Подойдя к краю пропасти, страшная процессия остановилась и выстроилась огромным полукругом, посредине коего стали чиновники в золоченых шлемах, увенчанных птицей с распущенными крыльями – как символом безусловной свободы – и секретарь с книгой городских списков, откуда он должен был вычеркивать имена несчастных по мере исчезновения их в бездне. Был даже оркестр, но назначение его состояло в том, чтобы шумной музыкой заглушать вопли присутствовавших и жертв, если бы у некоторых, несмотря на наркотик, хватило сил кричать. На стоявшем поодаль столе врачи начали разливать в чаши приготовленное питье.
Один из уполномоченных правительства собрался прочесть приговор; но в этот миг на эспланаде, возвышавшейся над пропастью с другой стороны, показался человек в белом одеянии с арфой в руке.

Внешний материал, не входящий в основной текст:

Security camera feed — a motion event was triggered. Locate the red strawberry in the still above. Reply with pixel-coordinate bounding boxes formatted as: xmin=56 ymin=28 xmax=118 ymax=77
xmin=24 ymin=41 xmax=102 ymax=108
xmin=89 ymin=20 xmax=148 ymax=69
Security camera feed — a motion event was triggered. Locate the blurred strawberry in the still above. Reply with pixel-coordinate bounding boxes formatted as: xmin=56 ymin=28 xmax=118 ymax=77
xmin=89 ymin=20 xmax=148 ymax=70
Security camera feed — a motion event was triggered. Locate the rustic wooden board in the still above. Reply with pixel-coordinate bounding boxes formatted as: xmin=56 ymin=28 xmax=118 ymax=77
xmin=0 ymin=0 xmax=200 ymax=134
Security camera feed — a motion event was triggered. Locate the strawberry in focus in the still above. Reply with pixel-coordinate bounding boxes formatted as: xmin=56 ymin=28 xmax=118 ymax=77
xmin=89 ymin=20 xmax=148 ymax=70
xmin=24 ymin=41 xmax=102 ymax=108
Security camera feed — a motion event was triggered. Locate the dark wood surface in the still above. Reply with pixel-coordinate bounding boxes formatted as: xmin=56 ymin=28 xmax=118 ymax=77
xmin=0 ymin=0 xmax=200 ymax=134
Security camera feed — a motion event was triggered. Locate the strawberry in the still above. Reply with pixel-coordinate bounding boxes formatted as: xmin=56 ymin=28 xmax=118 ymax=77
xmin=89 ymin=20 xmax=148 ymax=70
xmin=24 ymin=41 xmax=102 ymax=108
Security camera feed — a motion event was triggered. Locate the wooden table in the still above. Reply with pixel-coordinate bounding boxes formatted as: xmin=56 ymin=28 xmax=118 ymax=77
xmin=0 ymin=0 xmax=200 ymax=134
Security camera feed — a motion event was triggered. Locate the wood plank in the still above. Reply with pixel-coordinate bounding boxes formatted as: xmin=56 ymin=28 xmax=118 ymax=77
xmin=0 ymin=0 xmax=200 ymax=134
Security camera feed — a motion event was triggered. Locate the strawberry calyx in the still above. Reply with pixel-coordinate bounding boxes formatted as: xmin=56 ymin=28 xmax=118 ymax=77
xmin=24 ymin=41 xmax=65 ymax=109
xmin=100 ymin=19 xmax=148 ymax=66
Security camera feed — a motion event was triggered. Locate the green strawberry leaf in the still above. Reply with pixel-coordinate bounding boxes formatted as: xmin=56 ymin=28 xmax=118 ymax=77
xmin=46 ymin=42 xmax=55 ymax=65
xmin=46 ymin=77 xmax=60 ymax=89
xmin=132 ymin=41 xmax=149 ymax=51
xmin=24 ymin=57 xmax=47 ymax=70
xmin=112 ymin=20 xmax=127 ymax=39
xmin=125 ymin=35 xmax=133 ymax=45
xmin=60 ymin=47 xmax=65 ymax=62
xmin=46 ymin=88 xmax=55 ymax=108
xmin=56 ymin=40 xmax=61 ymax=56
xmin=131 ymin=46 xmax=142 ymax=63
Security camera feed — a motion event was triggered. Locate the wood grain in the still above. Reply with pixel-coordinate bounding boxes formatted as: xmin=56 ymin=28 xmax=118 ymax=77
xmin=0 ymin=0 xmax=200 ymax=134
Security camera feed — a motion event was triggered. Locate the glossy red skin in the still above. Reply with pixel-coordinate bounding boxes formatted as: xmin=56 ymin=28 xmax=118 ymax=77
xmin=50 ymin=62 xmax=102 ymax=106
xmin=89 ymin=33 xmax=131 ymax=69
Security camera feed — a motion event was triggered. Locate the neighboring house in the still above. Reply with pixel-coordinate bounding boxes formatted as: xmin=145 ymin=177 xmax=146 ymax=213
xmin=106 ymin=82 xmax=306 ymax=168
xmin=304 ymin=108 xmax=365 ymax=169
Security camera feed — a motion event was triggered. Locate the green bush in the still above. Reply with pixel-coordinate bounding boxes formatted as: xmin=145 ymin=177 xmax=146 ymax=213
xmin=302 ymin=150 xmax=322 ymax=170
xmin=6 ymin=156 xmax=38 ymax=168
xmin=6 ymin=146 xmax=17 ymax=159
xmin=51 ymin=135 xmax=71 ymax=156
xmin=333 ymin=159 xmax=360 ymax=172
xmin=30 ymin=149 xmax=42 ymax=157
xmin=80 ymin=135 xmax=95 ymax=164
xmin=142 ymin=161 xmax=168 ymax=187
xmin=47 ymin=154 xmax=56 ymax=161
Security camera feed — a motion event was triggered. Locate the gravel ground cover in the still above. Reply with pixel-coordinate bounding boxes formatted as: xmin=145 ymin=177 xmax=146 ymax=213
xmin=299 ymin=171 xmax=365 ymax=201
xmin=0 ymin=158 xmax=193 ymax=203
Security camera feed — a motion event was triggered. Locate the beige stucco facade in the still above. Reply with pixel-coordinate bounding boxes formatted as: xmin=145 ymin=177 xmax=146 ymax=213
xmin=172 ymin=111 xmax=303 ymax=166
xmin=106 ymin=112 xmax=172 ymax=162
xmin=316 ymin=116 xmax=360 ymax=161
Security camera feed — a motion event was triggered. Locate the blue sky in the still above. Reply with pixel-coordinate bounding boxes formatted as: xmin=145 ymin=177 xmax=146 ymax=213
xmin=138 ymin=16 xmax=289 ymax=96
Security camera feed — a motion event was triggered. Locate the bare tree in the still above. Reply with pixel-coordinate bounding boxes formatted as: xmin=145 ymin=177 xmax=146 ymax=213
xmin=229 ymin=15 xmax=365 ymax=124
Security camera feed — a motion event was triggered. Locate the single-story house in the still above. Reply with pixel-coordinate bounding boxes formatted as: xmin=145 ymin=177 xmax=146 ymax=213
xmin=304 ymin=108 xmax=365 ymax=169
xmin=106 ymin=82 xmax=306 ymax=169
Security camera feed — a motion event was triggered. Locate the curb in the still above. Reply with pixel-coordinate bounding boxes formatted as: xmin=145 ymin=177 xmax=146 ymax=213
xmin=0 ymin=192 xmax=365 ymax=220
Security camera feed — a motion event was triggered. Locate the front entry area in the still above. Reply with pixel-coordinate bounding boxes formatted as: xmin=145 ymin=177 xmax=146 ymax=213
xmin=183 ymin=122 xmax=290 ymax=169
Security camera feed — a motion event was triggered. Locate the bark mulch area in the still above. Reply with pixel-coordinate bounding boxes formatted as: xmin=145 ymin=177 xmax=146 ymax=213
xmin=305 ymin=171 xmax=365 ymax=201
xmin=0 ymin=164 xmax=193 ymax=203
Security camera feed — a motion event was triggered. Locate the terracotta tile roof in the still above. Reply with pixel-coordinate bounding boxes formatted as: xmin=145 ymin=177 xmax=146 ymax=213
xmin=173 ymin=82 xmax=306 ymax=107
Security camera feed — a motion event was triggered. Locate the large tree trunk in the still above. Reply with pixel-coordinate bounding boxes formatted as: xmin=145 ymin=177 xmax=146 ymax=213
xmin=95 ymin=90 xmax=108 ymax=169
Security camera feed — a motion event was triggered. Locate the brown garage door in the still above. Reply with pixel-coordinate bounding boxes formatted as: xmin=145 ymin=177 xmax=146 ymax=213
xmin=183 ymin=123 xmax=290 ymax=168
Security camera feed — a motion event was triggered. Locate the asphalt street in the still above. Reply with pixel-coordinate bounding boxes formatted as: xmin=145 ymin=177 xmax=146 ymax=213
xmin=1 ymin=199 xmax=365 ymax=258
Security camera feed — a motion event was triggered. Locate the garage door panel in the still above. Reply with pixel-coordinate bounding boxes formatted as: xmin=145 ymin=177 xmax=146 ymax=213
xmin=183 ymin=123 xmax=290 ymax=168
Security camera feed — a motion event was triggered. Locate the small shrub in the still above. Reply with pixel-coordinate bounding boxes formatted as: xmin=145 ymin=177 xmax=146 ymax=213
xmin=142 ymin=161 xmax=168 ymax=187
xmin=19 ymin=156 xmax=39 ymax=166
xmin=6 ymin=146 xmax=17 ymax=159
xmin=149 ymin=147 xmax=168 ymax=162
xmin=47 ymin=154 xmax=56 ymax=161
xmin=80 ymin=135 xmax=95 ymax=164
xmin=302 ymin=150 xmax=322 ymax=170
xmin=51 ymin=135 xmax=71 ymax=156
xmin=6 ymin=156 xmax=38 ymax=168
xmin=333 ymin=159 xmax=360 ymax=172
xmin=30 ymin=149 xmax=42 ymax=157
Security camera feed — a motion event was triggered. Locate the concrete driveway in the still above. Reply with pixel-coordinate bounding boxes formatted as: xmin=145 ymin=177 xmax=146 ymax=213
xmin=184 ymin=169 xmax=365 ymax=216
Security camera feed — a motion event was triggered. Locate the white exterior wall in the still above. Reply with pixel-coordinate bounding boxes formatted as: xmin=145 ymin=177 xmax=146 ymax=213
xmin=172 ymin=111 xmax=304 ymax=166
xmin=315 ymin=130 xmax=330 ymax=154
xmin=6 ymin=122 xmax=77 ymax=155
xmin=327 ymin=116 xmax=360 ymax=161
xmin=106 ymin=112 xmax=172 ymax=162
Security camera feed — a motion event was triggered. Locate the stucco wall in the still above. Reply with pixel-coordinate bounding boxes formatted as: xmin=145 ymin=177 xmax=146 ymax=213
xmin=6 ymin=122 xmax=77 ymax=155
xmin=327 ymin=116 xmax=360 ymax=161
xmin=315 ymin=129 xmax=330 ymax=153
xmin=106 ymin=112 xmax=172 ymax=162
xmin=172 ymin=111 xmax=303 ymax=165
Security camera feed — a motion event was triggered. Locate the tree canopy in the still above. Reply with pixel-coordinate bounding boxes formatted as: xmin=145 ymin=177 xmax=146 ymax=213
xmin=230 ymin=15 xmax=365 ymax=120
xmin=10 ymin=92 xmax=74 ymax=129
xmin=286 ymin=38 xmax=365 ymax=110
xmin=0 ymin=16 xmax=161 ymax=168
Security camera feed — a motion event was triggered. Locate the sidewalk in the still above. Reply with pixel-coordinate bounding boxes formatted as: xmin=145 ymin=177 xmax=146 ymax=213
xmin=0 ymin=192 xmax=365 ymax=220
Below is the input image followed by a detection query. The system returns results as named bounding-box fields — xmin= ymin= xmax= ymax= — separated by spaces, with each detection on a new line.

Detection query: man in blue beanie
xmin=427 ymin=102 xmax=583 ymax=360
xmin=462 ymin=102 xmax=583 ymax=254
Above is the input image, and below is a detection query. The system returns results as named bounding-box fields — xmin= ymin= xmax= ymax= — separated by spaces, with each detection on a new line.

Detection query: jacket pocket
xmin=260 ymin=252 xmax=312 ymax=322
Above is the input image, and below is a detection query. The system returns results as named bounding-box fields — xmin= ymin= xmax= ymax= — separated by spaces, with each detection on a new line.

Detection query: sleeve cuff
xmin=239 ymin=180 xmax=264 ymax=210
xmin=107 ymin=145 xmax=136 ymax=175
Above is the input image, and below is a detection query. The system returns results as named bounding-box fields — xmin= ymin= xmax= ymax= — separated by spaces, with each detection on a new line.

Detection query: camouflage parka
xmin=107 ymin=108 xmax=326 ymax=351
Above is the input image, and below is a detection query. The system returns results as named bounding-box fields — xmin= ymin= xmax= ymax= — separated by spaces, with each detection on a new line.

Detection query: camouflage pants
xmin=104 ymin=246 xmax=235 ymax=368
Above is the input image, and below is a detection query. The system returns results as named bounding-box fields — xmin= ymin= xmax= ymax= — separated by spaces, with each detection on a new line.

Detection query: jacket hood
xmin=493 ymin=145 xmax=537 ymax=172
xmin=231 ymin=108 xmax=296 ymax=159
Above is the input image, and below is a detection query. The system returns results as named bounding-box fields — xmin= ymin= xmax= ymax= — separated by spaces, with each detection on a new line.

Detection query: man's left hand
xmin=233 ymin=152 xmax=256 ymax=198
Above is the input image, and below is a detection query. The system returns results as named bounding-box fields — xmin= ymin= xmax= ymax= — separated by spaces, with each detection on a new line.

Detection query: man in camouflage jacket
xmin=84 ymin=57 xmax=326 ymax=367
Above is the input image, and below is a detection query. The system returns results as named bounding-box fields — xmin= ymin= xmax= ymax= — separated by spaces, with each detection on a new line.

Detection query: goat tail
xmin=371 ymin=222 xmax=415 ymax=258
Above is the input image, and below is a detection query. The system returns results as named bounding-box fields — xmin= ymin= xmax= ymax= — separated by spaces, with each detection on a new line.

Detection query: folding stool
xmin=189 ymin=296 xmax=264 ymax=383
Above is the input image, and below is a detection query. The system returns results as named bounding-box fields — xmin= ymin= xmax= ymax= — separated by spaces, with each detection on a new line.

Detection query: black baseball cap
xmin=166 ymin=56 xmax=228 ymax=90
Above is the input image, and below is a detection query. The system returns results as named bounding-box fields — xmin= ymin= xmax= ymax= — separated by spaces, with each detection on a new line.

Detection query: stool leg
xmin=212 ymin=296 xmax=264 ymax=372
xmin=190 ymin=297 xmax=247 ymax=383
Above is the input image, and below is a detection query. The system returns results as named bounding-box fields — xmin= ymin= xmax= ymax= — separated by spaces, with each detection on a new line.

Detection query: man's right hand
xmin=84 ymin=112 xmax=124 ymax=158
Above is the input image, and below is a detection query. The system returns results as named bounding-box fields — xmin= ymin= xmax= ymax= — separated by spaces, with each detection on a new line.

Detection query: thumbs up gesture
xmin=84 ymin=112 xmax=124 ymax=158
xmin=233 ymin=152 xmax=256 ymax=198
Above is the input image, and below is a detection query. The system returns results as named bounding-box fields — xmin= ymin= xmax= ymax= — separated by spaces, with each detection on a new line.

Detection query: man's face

Первый луч восходящего солнца озарил пурпуром его белоснежное одеяние, прекрасное вдохновенное лицо и хрустальный инструмент, блиставший, как алмаз.
Минуту спустя тонкие пальцы загадочного незнакомца коснулись струн и раздалась странная, то нежно певучая, то строгая мелодия.
Собравшаяся на противоположной стороне толпа застыла, словно очарованная, и взоры всех были устремлены на неведомого музыканта. А тот продолжал играть и петь. Звуки становились все могучее, увлекая и потрясая своей гармонией каждую фибру, будя незнакомые смутные чувства, поднимая людскую душу и размягчая ее, как воск.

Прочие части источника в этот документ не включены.